Low Debt: While debt is not really a value driver, it substantially affects the net-cash received by the seller. When a business is sold, the seller basically sells the net equity of the business. Whether the sale is effected by a sale of the business’ assets or shares of stock, something must be done with the debt of the business. If the buyer assumes the debt, he or she will do so as a form payment to you, lowering the cash you get at closing. Further, in an asset sale you’ll owe federal and state taxes on the amount of debt assumed by the buyer. If the buyer does not assume the debt, the seller will have to pay off the borrowing with after-tax dollars.

Interim Results: Buyers are interested in what the business will do in the future. The most tangible indicator is the past, with an emphasis on near-term trends. Strong current performance can justify higher prices, and a dip in performance will certainly hinder value (if not turn away the buyer entirely).

Minimal Off-Balance-Sheet Liabilities/Contingent Risks: Risk and uncertainty lower values. If elements such as the following exist, correct them, wait for the issue to subside before attempting to sell your business, or be prepared to indemnify (i.e., protect) the buyer post-closing, in a real and meaningful way, from any financial loss the buyer may suffer from them post-closing:

  • Existing or pending litigation (of a material nature)
  • Real or possible environmental liability (of a material nature)
  • Lease or other “right to use” problems or uncertainties
  • Significant acute industry or market uncertainty
  • Customer concentration

Low Future Capital Expenditure Requirements: For the business to earn the profits projected by the buyer, or to continue to expand, how much money must be spent? Can the existing assets and staff handle the production requirements for the foreseeable future or will new dollars have to be spent to replace, expand or— worst case— relocate?
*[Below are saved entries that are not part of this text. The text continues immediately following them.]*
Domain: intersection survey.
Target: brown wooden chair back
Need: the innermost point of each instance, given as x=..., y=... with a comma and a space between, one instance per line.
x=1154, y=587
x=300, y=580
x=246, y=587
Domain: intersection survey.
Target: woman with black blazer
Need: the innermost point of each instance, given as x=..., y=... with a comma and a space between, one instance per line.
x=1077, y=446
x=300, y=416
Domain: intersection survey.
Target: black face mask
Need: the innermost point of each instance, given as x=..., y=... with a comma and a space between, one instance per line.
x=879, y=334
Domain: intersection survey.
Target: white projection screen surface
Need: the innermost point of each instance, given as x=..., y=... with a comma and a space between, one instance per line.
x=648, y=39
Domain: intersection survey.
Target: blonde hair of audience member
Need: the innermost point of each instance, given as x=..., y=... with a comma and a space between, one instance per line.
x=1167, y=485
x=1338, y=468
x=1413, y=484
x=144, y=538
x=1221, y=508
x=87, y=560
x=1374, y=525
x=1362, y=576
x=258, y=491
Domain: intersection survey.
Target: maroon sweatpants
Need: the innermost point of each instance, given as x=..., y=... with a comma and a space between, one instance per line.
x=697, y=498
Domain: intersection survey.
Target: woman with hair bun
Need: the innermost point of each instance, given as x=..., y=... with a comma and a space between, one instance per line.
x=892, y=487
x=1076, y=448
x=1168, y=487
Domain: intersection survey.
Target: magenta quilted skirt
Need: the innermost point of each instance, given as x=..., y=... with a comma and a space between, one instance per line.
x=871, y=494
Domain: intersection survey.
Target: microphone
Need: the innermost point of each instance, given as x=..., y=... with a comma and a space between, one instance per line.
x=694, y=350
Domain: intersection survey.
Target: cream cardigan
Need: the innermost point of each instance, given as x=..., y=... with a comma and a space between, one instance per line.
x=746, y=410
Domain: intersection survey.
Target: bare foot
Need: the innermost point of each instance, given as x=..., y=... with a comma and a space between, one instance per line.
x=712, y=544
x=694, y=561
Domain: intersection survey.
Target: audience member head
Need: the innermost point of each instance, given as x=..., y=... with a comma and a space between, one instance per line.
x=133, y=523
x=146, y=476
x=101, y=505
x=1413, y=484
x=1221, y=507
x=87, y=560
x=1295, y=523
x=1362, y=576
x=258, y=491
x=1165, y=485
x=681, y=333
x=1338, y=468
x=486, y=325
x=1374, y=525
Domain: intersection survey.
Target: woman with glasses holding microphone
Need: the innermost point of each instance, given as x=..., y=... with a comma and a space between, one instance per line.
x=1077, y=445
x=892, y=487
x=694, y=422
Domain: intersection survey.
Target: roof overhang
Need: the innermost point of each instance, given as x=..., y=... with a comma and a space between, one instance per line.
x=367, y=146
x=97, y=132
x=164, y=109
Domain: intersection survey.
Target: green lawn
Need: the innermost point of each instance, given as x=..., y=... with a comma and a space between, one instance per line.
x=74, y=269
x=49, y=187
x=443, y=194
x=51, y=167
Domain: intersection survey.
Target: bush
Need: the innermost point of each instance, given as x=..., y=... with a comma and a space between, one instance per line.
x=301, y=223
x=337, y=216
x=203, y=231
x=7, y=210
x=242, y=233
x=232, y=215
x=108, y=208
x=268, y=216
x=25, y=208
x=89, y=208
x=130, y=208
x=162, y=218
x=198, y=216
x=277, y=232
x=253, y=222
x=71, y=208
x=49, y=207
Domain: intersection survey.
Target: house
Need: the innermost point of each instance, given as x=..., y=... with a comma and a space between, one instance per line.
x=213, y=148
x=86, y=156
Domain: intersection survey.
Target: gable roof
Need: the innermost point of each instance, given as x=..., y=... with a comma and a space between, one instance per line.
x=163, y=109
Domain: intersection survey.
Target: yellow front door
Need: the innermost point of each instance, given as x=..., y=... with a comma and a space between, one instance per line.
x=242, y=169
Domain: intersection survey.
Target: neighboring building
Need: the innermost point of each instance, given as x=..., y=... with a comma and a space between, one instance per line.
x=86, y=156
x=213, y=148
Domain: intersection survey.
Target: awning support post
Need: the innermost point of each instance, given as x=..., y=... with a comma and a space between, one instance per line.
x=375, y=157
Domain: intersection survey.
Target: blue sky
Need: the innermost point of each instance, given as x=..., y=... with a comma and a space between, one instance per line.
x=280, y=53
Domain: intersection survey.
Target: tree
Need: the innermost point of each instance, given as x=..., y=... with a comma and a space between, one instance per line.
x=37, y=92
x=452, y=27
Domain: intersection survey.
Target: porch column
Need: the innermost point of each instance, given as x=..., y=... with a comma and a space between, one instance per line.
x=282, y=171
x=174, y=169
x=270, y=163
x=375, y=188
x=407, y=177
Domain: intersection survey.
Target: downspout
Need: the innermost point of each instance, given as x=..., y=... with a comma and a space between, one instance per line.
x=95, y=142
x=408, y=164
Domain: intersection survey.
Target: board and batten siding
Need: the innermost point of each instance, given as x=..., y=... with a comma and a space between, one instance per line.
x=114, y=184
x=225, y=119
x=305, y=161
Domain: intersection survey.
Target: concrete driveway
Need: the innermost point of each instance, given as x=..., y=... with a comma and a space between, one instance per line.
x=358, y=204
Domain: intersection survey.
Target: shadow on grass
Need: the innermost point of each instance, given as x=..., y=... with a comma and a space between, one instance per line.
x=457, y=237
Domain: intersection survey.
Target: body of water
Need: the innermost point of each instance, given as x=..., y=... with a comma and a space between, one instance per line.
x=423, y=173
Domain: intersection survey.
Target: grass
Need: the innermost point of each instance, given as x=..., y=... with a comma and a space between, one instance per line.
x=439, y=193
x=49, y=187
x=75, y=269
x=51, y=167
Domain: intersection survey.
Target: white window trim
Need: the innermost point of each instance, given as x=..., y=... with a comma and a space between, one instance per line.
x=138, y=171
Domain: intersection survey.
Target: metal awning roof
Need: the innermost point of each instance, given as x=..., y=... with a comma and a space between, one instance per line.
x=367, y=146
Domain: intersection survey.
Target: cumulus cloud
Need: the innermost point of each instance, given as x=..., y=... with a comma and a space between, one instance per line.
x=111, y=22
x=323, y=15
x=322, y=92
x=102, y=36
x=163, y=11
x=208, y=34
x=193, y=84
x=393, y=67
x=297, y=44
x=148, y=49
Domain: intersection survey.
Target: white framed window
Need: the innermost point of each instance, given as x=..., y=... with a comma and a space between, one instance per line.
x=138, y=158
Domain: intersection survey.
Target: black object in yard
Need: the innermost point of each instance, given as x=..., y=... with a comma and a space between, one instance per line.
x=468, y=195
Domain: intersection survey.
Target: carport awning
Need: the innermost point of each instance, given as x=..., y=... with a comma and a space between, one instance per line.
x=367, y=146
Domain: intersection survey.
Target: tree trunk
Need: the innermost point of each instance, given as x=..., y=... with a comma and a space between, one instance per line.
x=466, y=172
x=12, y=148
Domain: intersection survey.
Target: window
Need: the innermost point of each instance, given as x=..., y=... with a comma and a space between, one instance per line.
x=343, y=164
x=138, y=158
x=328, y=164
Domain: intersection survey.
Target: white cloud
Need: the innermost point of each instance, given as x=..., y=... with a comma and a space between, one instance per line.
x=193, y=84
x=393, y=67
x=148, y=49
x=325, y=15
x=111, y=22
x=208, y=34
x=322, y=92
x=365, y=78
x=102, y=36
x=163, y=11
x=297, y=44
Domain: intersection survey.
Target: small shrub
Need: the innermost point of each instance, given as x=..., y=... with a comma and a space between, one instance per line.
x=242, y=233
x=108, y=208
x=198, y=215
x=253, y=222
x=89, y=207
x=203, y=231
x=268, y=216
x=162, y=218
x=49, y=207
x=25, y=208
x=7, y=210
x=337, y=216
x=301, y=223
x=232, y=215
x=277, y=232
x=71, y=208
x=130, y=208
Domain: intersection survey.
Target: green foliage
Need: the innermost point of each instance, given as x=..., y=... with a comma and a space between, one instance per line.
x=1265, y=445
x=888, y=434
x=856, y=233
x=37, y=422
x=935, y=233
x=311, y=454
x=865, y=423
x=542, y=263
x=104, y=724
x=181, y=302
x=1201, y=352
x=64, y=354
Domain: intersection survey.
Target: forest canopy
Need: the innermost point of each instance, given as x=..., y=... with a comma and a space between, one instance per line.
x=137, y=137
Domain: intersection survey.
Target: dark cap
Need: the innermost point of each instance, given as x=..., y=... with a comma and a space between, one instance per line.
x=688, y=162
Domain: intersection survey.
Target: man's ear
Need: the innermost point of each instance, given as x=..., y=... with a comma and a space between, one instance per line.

Future capital expenditure needs will have to come out of future profits, thereby lowering the value of the business.

Organized, Detailed and Credible Financial Information: Financial statements present the financial condition and performance of a company. To the extent that a buyer feels certain your reports are accurate and may be relied on, his or her perceived risk will be lower— especially when it comes to income statement recastings. So keep detailed and accurate books and records (especially with respect to recast items) that will garner comfort and confidence. But audited statements are not necessary and not worth the expense for small and midsize companies.

Clean, Organized, Safe and Pleasant Appearance: Does the business “show well?” Is it attractive in appearance? Is the facility clean, painted and bright? Does the office appear clean and organized or cluttered and unprofessional? Are the logo, marketing materials and website up to date, and do they convey a positive, vibrant image? Just as a clean and waxed car sells for more, so will a business.

A Growth Plan: Buyers are interested in the future. Lay out a path for significant future growth and profit and —to the extent the buyer believes he can make it happen— he might be willing to pay more. At times, much more.

No business will have all of these in spades, of course, but the business owner who wishes to build the value of his or her enterprise (i.e., Enterprise Value) should work to build these elements as best he/she can, and mitigate the most glaring weaknesses. Packaging, Process and Dealmaker Skill greatly impact Sale Value, but Enterprise Value is the anchor.

How do we know? We sell business for a living. We’ve worked with thousands of buyers on hundreds of deals. We know what buyers want and what influences the price they pay. Now you do, too.